La imposibilidad de la imitación exacta en el arte

Presentemos ante un público, no ya de ignorante vulgo, sino de personas ilustradas, tres cuadros en que se reproduzca un mismo trozo de paisaje, tomado desde el mismo punto de vista, en un mismo día y a la misma hora, pero ejecutados por distintos paisistas, todos sobresalientes. Sabido es que la pintura de paisaje es la que, al parecer, se ajusta o se presta más a la fiel imitación de la naturaleza.

Ante cada uno de esos tres lienzos, nuestro público exclama: ¡Qué hermoso! ¡qué exacto! ¡qué propio! Por entre la nube de polvo dorado que se ve allá lejos, viene balando un apretado rebaño; en ese altozano se percibe el olor del tomillo; en aquel bosquecillo, cuyas hojas mueve el aire, se siente la frescura y se oye el chirrido de los pájaros y de los insectos; ese arroyo corre y murmura: el tronco liso de esos plátanos refleja la luz; por el ramaje de su copa circula la brisa y penetra el sol; parece que se pueden arrancar las cortezas de esos troncos. ¡Qué admirable facsímile de la naturaleza!

Estas o semejantes frases de placer y de encarecimiento repite nuestro público selecto delante de cada tela; y sin embargo de que en todas ellas encuentra un trasunto fiel del campo elegido y ejecutado con las mismas condiciones de luz y puntos de vista, comparados entre sí los tres cuadros de paisaje, todos son distintos.

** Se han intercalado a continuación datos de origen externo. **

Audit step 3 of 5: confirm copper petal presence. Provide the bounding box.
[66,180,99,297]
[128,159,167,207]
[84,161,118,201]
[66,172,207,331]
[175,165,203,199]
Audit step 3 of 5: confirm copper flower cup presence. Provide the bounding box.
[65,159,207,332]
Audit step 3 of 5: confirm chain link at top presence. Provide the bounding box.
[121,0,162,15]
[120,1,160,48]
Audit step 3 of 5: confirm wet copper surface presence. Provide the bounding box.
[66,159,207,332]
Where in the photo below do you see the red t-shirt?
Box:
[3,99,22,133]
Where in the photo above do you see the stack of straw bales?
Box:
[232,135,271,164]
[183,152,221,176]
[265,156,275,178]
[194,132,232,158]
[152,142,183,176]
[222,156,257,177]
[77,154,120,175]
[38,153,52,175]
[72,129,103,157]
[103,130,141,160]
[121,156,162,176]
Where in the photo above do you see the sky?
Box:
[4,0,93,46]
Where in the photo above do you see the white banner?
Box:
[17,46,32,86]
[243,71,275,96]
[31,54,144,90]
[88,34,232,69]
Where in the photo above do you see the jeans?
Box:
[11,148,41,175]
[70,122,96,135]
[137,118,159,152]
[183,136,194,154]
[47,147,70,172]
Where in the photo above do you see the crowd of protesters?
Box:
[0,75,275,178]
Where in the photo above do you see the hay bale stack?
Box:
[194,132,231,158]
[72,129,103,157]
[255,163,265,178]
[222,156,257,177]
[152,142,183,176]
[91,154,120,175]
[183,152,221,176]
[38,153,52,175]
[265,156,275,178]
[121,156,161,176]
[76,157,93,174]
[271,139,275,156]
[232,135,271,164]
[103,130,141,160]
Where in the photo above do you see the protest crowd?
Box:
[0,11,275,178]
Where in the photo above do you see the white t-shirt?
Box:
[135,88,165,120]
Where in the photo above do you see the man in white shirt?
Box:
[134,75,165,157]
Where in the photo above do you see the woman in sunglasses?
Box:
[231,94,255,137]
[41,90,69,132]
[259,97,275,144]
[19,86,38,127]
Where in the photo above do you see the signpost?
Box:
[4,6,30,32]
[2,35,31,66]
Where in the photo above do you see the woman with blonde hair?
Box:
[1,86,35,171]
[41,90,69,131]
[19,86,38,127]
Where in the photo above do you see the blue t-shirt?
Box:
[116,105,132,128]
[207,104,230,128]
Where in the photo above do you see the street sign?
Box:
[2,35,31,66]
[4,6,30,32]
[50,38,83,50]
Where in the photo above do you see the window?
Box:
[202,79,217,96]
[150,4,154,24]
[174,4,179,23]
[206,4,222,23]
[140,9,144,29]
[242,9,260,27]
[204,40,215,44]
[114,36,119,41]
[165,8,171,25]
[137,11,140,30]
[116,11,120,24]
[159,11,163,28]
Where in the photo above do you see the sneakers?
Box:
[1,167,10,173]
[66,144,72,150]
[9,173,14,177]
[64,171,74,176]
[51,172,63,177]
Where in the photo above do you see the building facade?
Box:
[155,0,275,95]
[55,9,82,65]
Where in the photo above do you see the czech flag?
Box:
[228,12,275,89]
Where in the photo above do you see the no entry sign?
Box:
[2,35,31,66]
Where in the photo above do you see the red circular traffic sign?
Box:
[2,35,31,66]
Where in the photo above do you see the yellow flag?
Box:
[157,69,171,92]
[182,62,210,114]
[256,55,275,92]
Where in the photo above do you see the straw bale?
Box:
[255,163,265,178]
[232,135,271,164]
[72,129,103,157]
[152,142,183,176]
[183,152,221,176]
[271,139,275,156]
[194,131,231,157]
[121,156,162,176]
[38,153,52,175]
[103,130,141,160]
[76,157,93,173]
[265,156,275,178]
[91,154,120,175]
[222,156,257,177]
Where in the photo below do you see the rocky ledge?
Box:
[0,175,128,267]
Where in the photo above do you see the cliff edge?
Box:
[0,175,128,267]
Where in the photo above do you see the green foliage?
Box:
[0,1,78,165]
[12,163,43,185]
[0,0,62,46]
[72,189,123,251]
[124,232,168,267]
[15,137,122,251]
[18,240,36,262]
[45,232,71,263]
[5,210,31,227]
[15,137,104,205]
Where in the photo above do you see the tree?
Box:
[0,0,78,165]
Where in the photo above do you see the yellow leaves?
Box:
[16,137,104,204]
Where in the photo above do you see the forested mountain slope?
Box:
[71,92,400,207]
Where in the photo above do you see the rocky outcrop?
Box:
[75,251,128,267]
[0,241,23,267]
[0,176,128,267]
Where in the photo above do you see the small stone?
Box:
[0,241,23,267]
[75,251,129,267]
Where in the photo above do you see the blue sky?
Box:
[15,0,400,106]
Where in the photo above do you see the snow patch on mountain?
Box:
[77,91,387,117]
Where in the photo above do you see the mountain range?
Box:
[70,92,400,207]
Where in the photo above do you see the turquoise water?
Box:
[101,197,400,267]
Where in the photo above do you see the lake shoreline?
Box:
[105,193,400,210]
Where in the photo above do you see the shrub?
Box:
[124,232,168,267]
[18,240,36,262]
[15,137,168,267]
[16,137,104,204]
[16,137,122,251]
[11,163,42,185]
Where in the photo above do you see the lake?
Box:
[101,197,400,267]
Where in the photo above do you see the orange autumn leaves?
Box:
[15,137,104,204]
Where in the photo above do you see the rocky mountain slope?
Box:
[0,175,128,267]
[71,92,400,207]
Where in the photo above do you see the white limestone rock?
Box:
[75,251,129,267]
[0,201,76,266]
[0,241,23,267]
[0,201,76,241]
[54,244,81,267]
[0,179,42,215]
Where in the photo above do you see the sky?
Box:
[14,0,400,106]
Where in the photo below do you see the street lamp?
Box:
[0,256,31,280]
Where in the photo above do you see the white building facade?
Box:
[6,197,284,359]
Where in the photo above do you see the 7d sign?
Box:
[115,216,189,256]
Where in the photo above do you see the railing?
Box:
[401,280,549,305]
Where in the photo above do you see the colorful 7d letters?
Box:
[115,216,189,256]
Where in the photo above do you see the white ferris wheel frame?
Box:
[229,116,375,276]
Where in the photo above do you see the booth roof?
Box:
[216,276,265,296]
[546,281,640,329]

En uno de ellos llama la atención, verbigracia, la riqueza y esplendor de los tonos luminosos, que despiertan la idea de una naturaleza risueña y exuberante; en otro encuentran más bien tintas apagadas que traen a la mente el triste desengaño de que aquella luz, aquel verdor, aquella arrebolada nube, aquel murmurador arroyo, son pasajeros y se van despidiendo para no volver a recrear la vista mientras dure el aterido invierno que aceleradamente avanza; en otro, por último, si no se descubre ni la poesía robusta de la materia en sus días de gala, ni la dulce melancolía de la vida campestre en sus tristezas, se halla no obstante un estudio detenido y escrupuloso, una observación concienzuda de los fenómenos físicos, de la hechura y color de los árboles y arbustos, de las hojas y sus agrupamientos, de las plantas que tapizan el suelo, de las sinuosidades del terreno, de los cortes, aristas y grietas de las roces, y en fin, de todo lo que cae por decirlo así bajo el análisis anatómico del paisajista.

Tenemos, pues, que un mismo modelo tomado de la naturaleza en su estado más pasivo, y que por lo tanto más se presenta a una imitación fiel y hasta minuciosa y servil, nos da tres resultados completamente diversos, según el modo de ver o de sentir de cada uno de los ingenios empeñados en su copia, llámense Claudio de Lorena, Ruysdael y Lucas Walkenburg, o bien Hobbema, Teniera y un paisajista japonés cualquiera, con tal de que sea artista aventajado.

Luego el arte no es la imitación fiel de la naturaleza: si lo fuera, el japonés, Teniera y Hobbema habrían ejecutado al tenor de su modelo único, tres cuadros de todo punto idénticos.

La imitación exacta y servil sólo es posible cuando el arte copia, no la naturaleza, sino otra obra de arte. La litocromia, sea japonés, holandés o alemán el que la ejecute, podrá reproducir fiel y minuciosamente un paisaje de Wildens, de Daubigny o de Haes; siempre, sin embargo, a los ojos del profesor se revelará en cada una de estas reproducciones, por más ajustadas al original que hayan tratado de hacerlas los cromistas, cierto acento de raza y de escuela.

Sólo en la copia de las producciones meramente industriales puede el éxito ser acabado y perfecto. Si yo mando a la manufactura de Sevres un vaso roto del tiempo de Luis XV para que me hagan cuatro nuevos idénticos al averiado, cuatro enteramente iguales obtendré, aunque sean de cuatro diversas naciones los artífices empleados en su fabricación; pero si aquel vaso roto es un jarrón realzado con una pintura de flores, de Parpette o de Píthou, ¿creeréis acaso que me lo copiarán en perfectos facsímiles Drouet, Schilt, Van-Os y Jacobber? Mucho lo dudamos.